Niestety obecnie Martin Chudy nie wygląda nam na bramkarza. Niby bluzę ma, rękawice też, ale nie każdy facet z widłami to Zeus. No i Chudy ewidentnie bogiem bramkarstwa nie jest. Tym razem puścił dość prosty strzał do obrony oddany przez Kirkeskova. Okej, Duńczyk pacnął celnie, ale dość lekko i poważny gość radzi sobie z czymś takim bez problemów. Niestety, Chudy jak ktoś poważny zachować się nie chciał. Albo nie umiał. Co gorsza, potem tłumaczył, że on błędu nie popełnił.
Eh…
Może nikt z dzieciarni Zagłębia nie zagrał teraz jakoś mega olśniewająco, ale Slisz, Poręba i Szysz (ten ostatni w krótkim epizodzie) dawali radę. O to, cholera, chodzi.

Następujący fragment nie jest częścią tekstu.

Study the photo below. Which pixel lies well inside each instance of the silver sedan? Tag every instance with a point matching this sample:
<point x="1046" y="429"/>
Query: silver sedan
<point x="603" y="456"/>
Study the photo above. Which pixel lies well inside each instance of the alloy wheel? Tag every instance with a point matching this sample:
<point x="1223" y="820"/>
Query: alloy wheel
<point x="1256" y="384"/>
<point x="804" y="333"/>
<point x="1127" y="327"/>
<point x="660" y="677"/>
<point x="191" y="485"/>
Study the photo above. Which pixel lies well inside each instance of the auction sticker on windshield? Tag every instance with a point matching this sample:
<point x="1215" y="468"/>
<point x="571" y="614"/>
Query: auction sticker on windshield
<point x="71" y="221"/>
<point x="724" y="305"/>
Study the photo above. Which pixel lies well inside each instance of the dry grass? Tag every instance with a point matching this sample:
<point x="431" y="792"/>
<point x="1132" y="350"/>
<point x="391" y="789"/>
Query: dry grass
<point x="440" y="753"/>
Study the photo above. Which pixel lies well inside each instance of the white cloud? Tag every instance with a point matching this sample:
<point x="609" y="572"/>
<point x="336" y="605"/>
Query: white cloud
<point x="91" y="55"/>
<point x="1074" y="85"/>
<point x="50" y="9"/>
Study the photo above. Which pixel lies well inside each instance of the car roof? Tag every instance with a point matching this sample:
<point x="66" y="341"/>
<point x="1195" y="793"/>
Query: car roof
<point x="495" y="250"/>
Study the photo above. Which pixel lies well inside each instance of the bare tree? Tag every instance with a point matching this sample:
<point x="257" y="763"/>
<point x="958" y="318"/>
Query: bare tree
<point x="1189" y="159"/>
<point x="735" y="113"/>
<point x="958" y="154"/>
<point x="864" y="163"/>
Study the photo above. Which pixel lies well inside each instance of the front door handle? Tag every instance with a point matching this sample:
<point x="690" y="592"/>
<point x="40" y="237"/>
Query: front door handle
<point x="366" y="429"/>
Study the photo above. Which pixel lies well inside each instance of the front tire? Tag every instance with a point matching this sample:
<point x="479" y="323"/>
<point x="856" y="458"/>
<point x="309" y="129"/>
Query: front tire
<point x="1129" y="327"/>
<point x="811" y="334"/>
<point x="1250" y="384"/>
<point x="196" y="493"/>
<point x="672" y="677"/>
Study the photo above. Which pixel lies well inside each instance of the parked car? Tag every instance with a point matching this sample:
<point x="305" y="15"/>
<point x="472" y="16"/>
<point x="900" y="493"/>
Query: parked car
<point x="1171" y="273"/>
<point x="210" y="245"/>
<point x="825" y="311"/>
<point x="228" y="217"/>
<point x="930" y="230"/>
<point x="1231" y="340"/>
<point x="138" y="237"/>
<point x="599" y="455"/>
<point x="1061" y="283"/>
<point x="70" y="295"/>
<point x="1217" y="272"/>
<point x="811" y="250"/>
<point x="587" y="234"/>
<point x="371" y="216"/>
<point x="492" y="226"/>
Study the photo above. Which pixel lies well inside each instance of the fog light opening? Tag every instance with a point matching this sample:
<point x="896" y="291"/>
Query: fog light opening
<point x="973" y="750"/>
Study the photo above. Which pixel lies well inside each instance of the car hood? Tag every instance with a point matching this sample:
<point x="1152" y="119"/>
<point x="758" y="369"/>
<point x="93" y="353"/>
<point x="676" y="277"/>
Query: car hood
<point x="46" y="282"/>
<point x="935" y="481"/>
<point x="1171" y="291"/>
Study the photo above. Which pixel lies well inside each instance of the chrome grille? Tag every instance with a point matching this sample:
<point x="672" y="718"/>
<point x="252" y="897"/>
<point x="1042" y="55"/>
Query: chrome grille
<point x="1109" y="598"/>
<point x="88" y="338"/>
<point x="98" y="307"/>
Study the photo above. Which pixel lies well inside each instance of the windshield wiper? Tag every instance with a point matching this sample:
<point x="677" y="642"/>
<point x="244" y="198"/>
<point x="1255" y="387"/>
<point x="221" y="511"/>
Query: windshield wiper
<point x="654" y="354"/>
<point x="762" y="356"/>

Jedzie zespół na dobrą Pogoń, a w defensywnym środku pola ma średnią wieku 18,5 roku. Brawo!
Forsell z Lechem. Ma brzuszek, ale ma i kopyto.
Patrz, pan, jaki mam sikor! A tak serio – nie radził sobie Myć z sędziowaniem. Już pal licho ten przedłużony czas, bo przerwy były, ale ten karny na Sobiechu… W dobie VAR-u pokazać takie wapno? Dramat.
…Attitude Inside pic.twitter.com/e2GlMZNIiy
— Rafał Kędzior (@rkedzior) 11 marca 2019
– Bezjak strzelał na pustą bramkę, ale trafił w bramkarza – wspominał dawniejsze czasy Cezary Kulesza w Weszłopolskich. Piękne podsumowanie polskiej piłki.